Any self-respecting travel guide to Chicago will tell you (and I can almost guarantee this without exception) that while the observatory on the ninety-fourth floor of the John Hancock Centre is a great viewing point from which to see the city, you can get the same view on the adjacent ninety-fifth floor for the price of a drink.
As you can imagine, the drinks in the ninety-fifth floor Signature Lounge (11h00 – 00h30, 01h30 at weekends, www.signatureroom.com) are sold at marginally inflated prices, and the service is hardly worthy of the fifteen percent you’ll be adding to tab, but then that’s not the reason you come here.
Ascending from the building’s basement lobby on North Michigan Avenue, the elevator rattles at speed all the way to the top. I’ve experienced smoother elevators in university buildings a quarter the height of the Hancock Centre, but since I’m in the company of an elevator full of relaxed and chatty Mexican waiters, I’m reassured that the ride is always this bumpy. Alighting at the ninety-fifth floor, you can look down immediately to the double height restaurant space, in use tonight for a charity fund raiser. The disconcerting view down one level and out through the windows of the floor below me sends me knees into spasms, but I manage to stagger round (eagering resting one vertiginous hand on the inner wall of the corridor) to the main bar, which occupies the complete western side of the building at this height.
Visiting after dark on this unseasonably warm and therefore rainy January evening, the view is utterly breathtaking. In the same way that the Empire State Building offers a view set back from the main cluster of Manhattan’s skyscrapers, the Hancock Centre was deliberately placed outside the dense downtown core of skyscrapers and office buildings. This sacrifice in location means the view is even more spectacular: the tight downtown pile of steel and glass skyscrapers can be seen in one glance from here, including the dizzying heights of the 443 metre Sears Tower. The Sears Tower is taller than the Hancock Centre by several storeys, and the competing SkyDeck observatory is a similarly popular tourist destination. But on a night like tonight, with scattered rain clouds scudding over Chicago at a speed that confirms the city’s nickname, the top of the Sears Tower is hidden in cloud. We seem to be at just the right height for a clear view out onto the orange lights of the Windy City.
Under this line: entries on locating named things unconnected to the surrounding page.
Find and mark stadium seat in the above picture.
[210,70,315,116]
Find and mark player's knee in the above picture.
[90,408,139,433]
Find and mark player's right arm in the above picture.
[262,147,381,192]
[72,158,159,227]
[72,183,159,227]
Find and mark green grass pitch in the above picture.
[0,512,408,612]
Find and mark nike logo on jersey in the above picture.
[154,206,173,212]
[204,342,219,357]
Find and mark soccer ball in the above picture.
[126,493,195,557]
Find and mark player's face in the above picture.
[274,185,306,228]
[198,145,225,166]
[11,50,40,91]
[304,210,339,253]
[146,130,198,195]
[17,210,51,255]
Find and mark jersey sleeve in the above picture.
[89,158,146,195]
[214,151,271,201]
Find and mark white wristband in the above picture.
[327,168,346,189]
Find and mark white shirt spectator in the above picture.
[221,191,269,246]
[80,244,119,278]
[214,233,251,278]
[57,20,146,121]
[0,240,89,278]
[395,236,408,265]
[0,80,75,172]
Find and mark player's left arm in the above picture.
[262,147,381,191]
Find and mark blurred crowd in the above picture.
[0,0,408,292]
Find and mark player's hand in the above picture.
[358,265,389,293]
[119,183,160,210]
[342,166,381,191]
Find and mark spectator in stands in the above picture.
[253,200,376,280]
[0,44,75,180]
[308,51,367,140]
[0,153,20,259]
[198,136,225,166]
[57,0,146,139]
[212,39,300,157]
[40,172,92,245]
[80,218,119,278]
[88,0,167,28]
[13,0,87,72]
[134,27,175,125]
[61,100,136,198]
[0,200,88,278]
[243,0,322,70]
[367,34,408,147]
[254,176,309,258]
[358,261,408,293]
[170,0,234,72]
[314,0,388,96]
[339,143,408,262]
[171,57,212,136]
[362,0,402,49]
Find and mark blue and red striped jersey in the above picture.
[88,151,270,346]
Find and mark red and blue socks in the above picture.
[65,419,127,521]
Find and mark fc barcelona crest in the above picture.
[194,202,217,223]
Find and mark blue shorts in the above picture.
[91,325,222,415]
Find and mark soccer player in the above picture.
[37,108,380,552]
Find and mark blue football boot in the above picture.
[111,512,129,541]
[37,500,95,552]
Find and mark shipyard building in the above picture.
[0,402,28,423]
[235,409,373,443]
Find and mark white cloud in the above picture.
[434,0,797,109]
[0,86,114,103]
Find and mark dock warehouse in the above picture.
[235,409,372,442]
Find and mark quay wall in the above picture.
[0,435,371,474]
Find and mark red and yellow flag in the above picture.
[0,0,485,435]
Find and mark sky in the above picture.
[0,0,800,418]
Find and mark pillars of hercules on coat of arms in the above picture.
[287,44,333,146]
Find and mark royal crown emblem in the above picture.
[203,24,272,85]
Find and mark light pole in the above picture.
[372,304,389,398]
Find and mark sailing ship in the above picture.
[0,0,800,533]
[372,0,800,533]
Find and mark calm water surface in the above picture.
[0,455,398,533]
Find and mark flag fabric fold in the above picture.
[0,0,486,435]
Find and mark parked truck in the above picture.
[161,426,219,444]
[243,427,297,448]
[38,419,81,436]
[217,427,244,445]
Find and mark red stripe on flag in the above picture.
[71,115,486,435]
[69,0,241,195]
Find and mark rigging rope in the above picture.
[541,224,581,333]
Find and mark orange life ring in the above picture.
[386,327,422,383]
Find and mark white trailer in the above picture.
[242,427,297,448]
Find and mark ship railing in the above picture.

My first visit to Chicago was almost five years ago, when a connecting flight brought me through O’Hare Airport en route to western Canada. My first taste of the United States of America was an airport that I couldn’t leave for fear of missing my onward flight. A long trans-Atlantic flight spent strapped into a middle-block seat of a widebody jetliner was finally concluded with a striking view out across the laps of my fellow passengers. We approached the airport directly parallel to the city’s grid of streets, and for a few brief moments before landing, the windows to my left and right framed a perspective of parallel streets flashing past, all pointing towards invisible vanishing points on distant horizons. From up here, my visit to Chicago is suddenly brought into remarkable clarity. The vast grid of right angled streets is laid out before me and marked out with orange streetlights.
The Signature Lounge is packed tonight. There are tourists from Japan, Australia and Holland. Everyone takes their turn upon arrival to edge towards the floor-to-ceiling windows that line the bar, and to peer out over the narrow triple glazed edge to the streets and diminutive neighbouring buildings below. I like neither heights not cognac, but in order to make the most of this view, I drink slowly and gradually acclimatise to both.